Class | TP rate | FP rate | Precision | Recall | F measure | ROC area |
---|---|---|---|---|---|---|
Excessive | 0.942 | 0.091 | 0.898 | 0.942 | 0.919 | 0.905 |
Not excessive | 0.909 | 0.058 | 0.949 | 0.909 | 0.929 | 0.905 |
Correctly classified instances 244 of 264, percentage 92.4242 %. Incorrectly classified instances 20 of 264, percentage 7.5758 %
Discussion
Ideally, a tool that could automate a correct Z-axis coverage for each CT scanner with a minimum of operator interaction would be very helpful. This tool would require some landmarking of the patient on the patient support system. If not available a priori an acquisition, a tool that is accurate and available for use as a background review and process QA of a clinically used CT scanner can provide an opportunity for radiation dose reduction [11, 12]. Its help will be to elevate awareness and improve technologist selection of defined scan range and Z-axis coverage for the abdomen-pelvis CT exam. This approach can be applied to protocol-specific measurement of Z-axis coverage including CT brain exams and CT chest exams which have clearly defined boundaries. However, potential limitations may exist with the ANN predicting Z-axis coverage in pediatric patients, since size is quite variable among pediatric patients. It remains to be seen if the tissue contrast is sufficient to provide actionable results.

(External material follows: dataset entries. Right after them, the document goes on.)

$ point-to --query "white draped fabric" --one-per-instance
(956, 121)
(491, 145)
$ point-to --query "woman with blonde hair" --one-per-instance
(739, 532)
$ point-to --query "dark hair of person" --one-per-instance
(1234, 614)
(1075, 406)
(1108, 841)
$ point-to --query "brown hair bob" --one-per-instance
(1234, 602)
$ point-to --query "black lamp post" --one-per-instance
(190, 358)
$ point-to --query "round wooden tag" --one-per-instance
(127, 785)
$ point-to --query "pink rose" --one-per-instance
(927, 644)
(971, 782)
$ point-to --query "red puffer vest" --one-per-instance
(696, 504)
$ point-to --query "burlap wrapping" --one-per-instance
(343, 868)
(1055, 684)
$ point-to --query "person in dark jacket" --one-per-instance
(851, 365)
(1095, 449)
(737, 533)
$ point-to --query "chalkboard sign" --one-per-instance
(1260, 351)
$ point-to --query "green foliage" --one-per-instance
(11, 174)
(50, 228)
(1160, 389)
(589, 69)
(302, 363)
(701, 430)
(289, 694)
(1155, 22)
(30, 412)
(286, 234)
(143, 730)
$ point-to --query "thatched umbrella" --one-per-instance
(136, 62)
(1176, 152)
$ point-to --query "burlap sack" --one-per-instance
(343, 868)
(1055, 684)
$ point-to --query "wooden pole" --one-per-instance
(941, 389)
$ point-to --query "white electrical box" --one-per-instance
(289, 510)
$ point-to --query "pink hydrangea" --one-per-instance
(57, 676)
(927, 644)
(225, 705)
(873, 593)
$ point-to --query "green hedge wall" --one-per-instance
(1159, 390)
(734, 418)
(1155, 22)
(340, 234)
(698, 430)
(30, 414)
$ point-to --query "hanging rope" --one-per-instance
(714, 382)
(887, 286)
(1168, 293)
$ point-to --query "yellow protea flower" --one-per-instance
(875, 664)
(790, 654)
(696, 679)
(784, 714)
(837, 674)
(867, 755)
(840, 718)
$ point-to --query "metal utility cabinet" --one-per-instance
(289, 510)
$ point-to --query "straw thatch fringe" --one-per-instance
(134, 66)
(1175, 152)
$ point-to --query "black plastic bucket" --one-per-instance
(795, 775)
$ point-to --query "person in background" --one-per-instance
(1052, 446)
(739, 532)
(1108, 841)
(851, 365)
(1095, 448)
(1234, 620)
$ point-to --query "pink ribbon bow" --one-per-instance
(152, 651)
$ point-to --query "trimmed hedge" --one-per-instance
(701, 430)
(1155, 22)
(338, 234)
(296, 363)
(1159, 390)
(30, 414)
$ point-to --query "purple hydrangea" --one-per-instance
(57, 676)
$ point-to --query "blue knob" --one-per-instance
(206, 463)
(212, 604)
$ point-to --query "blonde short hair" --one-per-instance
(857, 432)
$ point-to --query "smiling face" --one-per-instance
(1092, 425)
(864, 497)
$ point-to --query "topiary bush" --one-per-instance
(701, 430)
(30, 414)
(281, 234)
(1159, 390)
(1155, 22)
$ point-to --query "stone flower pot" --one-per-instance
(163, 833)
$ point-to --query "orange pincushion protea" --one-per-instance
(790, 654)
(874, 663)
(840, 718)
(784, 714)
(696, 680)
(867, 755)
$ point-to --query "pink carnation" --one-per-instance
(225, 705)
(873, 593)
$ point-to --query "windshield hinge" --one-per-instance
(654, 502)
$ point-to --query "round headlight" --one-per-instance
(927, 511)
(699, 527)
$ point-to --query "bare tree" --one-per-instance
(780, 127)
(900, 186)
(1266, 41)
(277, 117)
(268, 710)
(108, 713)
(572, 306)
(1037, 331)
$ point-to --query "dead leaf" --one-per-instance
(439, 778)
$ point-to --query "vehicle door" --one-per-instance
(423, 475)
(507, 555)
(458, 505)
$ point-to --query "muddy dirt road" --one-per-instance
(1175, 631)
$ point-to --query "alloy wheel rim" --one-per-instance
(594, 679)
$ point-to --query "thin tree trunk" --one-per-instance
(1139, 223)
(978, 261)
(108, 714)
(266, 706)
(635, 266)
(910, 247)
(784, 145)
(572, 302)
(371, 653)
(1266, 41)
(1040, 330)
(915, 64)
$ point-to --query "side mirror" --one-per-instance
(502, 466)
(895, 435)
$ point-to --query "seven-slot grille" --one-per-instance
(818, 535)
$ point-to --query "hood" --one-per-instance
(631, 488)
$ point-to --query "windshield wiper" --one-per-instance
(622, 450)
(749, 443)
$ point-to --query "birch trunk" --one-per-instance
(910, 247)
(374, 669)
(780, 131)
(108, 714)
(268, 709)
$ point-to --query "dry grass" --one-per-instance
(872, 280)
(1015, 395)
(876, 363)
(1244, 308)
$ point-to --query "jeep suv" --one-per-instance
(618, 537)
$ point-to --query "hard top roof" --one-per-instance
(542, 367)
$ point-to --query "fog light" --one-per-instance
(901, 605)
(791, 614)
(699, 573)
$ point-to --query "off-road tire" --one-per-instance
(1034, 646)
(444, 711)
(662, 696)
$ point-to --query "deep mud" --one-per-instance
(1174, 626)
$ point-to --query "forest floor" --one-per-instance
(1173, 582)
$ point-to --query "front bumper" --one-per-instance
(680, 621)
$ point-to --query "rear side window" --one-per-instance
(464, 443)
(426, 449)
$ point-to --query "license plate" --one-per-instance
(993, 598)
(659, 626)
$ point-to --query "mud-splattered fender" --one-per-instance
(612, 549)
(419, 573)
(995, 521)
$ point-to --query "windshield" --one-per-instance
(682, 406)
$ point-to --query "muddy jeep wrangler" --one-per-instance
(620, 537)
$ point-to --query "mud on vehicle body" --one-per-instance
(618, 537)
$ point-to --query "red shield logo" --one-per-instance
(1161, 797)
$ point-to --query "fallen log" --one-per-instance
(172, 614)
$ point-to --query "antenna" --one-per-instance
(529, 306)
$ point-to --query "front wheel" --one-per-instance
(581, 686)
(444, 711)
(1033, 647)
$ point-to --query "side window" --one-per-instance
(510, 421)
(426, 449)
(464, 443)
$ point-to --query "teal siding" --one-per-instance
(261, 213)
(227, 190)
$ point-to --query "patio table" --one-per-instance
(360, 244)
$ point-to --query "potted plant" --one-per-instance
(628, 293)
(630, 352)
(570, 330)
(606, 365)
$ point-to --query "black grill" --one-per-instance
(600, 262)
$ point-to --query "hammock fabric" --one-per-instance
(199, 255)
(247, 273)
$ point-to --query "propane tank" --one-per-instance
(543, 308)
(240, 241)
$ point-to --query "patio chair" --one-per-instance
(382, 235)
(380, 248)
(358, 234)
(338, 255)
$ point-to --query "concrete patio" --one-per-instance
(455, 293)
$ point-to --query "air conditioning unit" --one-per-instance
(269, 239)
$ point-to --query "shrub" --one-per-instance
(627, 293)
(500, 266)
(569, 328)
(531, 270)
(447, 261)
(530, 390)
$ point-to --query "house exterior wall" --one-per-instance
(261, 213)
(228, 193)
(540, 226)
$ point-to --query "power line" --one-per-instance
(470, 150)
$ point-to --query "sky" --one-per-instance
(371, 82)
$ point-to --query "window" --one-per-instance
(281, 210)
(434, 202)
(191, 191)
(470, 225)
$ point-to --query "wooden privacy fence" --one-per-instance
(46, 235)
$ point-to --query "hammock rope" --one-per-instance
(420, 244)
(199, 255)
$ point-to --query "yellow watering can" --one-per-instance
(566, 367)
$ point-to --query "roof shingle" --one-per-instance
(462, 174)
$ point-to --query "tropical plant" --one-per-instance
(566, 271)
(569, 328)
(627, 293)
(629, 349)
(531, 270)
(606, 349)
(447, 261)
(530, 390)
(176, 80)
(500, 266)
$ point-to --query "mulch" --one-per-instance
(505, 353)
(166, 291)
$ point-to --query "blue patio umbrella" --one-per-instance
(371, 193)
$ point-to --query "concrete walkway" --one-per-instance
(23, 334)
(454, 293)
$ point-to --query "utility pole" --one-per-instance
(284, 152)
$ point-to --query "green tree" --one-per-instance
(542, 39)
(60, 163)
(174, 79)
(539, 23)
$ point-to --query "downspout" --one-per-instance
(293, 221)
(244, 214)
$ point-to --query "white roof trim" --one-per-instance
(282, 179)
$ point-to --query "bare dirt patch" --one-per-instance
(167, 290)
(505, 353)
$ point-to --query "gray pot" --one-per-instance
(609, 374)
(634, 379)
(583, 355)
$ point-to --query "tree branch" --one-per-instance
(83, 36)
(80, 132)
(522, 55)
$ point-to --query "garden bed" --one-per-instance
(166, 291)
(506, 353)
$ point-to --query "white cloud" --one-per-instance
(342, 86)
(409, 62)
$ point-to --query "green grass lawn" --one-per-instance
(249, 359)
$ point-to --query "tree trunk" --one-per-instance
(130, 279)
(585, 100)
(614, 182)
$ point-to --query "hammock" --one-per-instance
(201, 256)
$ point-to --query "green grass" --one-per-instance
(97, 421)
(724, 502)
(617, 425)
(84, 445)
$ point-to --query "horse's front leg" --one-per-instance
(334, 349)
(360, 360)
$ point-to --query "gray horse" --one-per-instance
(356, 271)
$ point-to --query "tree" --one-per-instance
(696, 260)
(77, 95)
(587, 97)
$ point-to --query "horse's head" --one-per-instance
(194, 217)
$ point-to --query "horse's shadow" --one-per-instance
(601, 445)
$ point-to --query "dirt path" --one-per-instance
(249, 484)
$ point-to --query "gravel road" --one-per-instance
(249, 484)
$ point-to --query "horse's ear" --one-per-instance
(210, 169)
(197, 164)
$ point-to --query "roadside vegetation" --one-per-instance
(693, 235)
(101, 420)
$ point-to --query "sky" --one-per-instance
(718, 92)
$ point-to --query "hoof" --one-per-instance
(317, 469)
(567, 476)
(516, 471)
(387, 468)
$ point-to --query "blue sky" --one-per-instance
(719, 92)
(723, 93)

In this study, the maximum width and maximum thickness of abdomen were determined manually using the PACS measurement tool. However, this process could be automated by using an image processing technique that includes the consideration of the effect of magnification of the CT radiograph [13, 14]. While eight attributes were used and were shown to be reasonably predictive of instances of truly excessive (as defined) Z-axis coverage, other feature sets could be use or more could be added to further improve the predictive accuracy.
Conclusion
This study indicates that a model using eight attributes can provide high performance for routine monitoring of Z-axis anatomical coverage with abdomen-pelvis CT exams. An abdomen-pelvis exam identified by this tool as potentially having “excessive” Z-axis coverage is correctly identified about 92.4 % of the time. This quality assurance tool can be used with CT exams of the chest and colon, urography, and other site-specified CT studies having defined limited length.